Single by Mouse and the Traps
- B-side: "All for You"
- Released: December 1965
- Recorded: 1965, Robin Hood Studio
- Genre: Folk rock, garage rock
- Length: 2:43
- Label: Fraternity
- Songwriter(s): Ronny "Mouse" Weiss (music) Knox Henderson (words)
- Producer(s): Robin Hood Brians

Mouse and the Traps singles chronology
|  | "A Public Execution" (1965) | "Made of Sugar, Made of Spice" (1966) |

= A Public Execution =

"A Public Execution" is a song performed and recorded by the American band Mouse and the Traps, also credited simply as Mouse, written by Ronny "Mouse" Weiss (né Ronald Lon Weiss; born 1942) (music) and Knox Henderson (né Knox Holmes Henderson; 1939–2002) (words), and first released as the group's debut single on Fraternity Records in December 1965 (see 1965 in music). The song was a big regional hit in Texas and peaked in the lower reaches of the Billboard charts, but has become better-known today, in large part, due to the band's uncanny imitation of Highway 61 Revisited-era Bob Dylan.

"A Public Execution" was originally a one-time studio-project by Weiss at Robin Hood Studios, owned by Robin Hood Brians, Jr. (born 1939), with no real expectations for commercial success. The song is based around a basic ascending tandem guitar-organ riff that has a striking similarity to Dylan's "Like a Rolling Stone". It's Dylanesque characteristics continue with Weiss's lead vocal, described by music historian Richie Unterberger as being "like vintage Dylan, a grinning, surrealistic, half-spoken rant" at a specific woman that boasted about being better-off without her. Weiss's homage, borderline parody, to Dylan concludes with an enthusiastic yowl, again, a detail featured on "Like a Rolling Stone". Unterberger goes on to characterize "A Public Execution" as "one of the few rip-offs so utterly accurate that it could easily fool listeners into believing it was the original article". Arguably, the tune is among the most accurate Dylan imitations to emerge from the era, not even replicated by Mouse and the Traps on their later recordings.
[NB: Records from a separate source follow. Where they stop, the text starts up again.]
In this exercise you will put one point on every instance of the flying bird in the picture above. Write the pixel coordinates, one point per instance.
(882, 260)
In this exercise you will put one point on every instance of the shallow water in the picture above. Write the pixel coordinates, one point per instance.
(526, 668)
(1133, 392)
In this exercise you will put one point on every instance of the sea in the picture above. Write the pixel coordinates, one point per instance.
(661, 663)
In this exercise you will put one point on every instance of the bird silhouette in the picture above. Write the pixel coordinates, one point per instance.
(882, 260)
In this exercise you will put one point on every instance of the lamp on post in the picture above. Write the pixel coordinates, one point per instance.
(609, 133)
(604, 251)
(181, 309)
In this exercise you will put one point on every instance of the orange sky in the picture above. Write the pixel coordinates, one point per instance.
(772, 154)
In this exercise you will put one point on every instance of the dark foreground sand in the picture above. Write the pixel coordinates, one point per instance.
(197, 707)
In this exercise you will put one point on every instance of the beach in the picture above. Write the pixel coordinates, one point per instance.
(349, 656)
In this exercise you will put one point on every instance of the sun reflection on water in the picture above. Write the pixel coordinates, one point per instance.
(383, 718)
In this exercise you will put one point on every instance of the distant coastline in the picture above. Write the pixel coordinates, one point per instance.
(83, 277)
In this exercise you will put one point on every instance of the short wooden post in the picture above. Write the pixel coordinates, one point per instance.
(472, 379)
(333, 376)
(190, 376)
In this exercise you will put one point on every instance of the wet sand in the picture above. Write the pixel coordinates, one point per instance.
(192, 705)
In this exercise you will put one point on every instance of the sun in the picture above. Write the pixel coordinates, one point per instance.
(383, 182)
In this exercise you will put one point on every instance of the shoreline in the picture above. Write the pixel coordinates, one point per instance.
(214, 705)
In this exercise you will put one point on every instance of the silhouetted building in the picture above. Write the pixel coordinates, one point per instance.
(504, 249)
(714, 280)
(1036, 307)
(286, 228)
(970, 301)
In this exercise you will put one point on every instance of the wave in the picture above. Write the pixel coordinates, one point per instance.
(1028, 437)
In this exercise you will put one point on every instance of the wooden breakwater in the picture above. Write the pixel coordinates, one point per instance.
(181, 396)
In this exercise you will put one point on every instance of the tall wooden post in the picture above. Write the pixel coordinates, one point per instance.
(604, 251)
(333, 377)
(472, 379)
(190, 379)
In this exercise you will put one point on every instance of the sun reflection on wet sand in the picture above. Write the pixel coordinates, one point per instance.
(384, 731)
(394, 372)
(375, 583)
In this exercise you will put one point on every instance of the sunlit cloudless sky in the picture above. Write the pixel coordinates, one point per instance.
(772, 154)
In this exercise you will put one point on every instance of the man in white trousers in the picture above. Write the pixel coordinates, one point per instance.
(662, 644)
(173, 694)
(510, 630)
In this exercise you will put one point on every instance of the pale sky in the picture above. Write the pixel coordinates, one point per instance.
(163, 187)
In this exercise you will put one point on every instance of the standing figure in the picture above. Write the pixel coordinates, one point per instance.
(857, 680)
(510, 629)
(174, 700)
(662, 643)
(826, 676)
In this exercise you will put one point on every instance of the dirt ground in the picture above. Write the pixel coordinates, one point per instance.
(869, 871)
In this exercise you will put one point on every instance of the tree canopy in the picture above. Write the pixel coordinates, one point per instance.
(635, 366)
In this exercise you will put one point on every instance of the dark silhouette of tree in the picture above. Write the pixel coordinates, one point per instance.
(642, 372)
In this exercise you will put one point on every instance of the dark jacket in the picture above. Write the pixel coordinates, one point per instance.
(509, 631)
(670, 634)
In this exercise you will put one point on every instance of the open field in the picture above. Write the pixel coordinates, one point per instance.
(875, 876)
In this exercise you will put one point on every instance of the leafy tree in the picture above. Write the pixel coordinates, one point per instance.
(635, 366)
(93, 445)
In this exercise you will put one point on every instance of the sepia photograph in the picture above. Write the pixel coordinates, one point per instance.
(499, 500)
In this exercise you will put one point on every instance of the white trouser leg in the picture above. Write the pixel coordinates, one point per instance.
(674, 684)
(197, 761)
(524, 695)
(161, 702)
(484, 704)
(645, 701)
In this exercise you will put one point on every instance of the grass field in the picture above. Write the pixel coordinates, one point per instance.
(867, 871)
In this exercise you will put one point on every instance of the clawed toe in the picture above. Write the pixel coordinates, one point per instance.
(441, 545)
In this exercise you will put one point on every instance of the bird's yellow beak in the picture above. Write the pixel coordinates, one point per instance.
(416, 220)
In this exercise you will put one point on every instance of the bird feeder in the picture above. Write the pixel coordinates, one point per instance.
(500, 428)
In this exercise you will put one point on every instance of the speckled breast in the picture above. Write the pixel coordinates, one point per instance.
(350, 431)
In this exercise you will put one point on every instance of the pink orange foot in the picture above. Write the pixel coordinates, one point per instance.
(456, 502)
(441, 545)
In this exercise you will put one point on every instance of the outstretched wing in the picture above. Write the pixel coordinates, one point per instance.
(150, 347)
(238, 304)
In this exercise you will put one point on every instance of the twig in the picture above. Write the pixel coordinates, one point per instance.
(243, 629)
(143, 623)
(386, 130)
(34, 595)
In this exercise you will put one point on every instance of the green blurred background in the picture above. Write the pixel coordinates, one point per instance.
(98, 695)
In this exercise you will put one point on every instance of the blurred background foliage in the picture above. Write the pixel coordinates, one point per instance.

Upon release, "A Public Execution" bubbled under the Billboard Hot 100 at number 121. It was a tremendous regional hit for the group and proved to be their most successful release. The tune has since gained wider recognition for being featured on the groundbreaking album Nuggets: Original Artyfacts from the First Psychedelic Era, 1965-1968 in 1972, along with other Nuggets releases More Nuggets, Volume 2 and Nuggets: Volume 6, Punk Part 2. In later years, the song has appeared on the compilation albums Public Execution and The Fraternity Years.